4.8: Delayed Renewal Processes
- Page ID
- 77095
We have seen a certain awkwardness in our discussion of Little’s theorem and the M/G/1 delay result because an arrival was assumed, but not counted, at time 0; this was necessary for the first inter-renewal interval to be statistically identical to the others. In this section, we correct that defect by allowing the epoch at which the first renewal occurs to be arbitrarily distributed. The resulting type of process is a generalization of the class of renewal processes known as delayed renewal processes. The word delayed does not necessarily imply that the first renewal epoch is in any sense larger than the other inter-renewal intervals. Rather, it means that the usual renewal process, with IID inter-renewal times, is delayed until after the epoch of the first renewal.

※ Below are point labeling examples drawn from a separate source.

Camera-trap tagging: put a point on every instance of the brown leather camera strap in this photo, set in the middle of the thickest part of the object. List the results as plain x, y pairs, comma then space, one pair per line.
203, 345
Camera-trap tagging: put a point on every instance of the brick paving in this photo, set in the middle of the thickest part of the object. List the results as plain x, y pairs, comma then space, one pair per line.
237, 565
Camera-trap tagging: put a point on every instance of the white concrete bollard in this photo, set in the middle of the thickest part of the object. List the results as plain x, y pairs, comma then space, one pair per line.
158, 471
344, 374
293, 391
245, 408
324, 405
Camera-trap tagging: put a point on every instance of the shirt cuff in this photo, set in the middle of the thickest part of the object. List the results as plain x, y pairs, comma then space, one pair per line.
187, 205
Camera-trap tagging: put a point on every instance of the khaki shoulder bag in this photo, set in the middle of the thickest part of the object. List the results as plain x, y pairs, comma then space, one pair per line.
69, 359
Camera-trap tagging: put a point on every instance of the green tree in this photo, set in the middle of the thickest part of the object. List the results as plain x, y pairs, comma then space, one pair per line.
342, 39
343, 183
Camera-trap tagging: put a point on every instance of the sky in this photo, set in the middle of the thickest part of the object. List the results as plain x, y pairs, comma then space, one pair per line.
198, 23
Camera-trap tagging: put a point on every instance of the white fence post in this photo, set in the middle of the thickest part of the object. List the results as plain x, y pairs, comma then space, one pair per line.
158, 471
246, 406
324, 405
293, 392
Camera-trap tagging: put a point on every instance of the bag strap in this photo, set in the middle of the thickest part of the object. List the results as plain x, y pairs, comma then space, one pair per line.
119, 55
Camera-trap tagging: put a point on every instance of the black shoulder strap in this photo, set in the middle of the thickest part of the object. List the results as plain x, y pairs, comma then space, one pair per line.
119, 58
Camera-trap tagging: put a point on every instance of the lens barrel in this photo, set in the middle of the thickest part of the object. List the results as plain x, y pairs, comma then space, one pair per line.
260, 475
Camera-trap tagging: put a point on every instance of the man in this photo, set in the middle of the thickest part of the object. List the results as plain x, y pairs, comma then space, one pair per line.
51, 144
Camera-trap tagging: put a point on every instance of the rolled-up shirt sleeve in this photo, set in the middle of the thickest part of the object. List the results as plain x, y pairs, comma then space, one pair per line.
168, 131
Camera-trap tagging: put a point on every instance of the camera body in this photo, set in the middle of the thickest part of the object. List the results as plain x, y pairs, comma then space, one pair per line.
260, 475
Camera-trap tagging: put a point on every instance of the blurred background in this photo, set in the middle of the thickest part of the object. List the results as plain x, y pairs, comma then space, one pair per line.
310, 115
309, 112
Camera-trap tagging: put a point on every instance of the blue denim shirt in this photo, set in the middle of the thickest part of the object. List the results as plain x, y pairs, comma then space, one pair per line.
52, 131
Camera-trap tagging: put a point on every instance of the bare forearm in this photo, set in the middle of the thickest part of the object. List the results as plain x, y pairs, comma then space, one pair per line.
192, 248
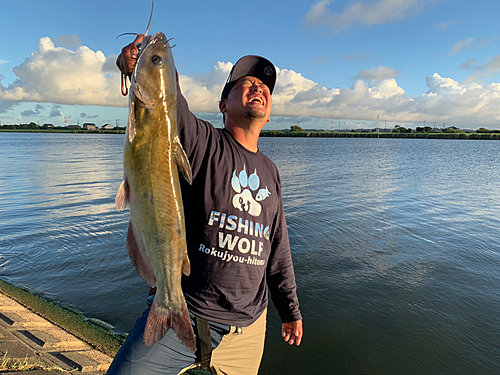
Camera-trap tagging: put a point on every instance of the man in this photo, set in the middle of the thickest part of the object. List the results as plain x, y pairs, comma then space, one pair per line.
236, 233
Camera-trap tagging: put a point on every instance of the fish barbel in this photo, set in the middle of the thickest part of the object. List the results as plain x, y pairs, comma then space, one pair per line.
156, 238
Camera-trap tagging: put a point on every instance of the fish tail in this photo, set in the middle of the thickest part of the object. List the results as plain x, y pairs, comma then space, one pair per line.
161, 319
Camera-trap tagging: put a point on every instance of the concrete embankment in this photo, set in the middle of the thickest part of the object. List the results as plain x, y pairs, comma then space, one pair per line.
30, 341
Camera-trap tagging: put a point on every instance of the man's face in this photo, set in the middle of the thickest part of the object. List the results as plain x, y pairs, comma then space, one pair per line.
249, 98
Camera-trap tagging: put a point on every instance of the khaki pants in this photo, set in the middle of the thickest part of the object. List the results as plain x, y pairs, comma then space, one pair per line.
240, 354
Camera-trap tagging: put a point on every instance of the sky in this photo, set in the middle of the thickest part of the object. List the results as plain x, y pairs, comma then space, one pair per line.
341, 64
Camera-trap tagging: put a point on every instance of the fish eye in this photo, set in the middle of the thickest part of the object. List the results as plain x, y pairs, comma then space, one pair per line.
157, 60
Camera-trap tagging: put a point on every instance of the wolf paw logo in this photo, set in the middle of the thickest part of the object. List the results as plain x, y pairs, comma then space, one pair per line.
244, 186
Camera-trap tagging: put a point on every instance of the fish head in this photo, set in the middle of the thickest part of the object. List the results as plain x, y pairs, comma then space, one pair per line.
154, 74
153, 85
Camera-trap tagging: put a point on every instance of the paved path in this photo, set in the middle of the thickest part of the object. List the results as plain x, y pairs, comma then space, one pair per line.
26, 335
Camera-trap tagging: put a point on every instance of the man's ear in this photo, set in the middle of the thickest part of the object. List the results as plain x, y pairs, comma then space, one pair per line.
222, 106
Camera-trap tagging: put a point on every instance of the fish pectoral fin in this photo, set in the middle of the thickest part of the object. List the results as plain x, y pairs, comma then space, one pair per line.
182, 161
138, 258
161, 319
186, 265
121, 199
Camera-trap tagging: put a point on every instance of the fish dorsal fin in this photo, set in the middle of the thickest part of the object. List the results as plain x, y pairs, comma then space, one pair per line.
121, 199
139, 260
182, 161
186, 265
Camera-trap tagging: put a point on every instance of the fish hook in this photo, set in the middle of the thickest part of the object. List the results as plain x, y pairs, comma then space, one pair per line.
124, 85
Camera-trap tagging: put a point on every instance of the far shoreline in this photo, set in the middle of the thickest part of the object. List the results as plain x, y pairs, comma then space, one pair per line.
301, 134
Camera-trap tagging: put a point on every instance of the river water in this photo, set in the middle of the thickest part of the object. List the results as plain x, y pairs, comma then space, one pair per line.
395, 244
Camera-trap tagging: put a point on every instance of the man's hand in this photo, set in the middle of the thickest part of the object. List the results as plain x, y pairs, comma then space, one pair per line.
127, 59
292, 332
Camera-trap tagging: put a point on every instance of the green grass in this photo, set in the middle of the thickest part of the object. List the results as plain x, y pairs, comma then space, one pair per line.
9, 364
97, 336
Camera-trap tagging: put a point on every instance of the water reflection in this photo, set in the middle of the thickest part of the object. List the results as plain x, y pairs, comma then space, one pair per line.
394, 245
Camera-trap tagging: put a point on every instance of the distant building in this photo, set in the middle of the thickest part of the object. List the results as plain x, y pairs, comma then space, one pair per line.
89, 126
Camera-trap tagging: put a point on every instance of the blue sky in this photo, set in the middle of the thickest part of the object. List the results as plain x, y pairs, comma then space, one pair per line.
401, 61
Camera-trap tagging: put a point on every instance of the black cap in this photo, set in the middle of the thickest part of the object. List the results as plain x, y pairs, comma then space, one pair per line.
254, 66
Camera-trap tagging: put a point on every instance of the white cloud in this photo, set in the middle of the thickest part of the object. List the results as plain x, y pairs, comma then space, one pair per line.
363, 13
380, 72
445, 25
71, 40
60, 75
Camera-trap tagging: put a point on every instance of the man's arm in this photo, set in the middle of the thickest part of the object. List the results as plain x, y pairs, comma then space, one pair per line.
292, 332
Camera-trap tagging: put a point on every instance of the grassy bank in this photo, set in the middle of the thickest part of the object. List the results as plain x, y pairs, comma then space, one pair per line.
97, 336
304, 134
83, 131
328, 134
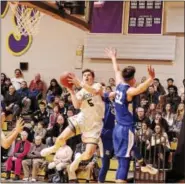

What we shall discover is intuitively satisfying — both the time-average behavior and, in essence, the limiting ensemble behavior are not affected by the distribution of the first renewal epoch. It might be somewhat surprising, however, to find that this irrelevance of the distribution of the first renewal epoch holds even when the mean of the first renewal epoch is infinite.
To be more precise, we let \(\left\{X_{i} ; i \geq 1\right\}\) be a set of independent nonnegative random variables. \(X_{1}\) has a given distribution function \(\mathrm{G}(x)\), whereas \(\left\{X_{i} ; i \geq 2\right\}\) are identically distributed with a given distribution function \(\mathrm{F}(x)\). Thus a renewal process is a special case of a delayed renewal process for which \(G(x)=F(x)\). Let \(S_{n}=\sum_{i=1}^{n} X_{i}\) be the \(n\)th renewal epoch. We first show that the SLLN still holds despite the deviant behavior of \(X_{1}\).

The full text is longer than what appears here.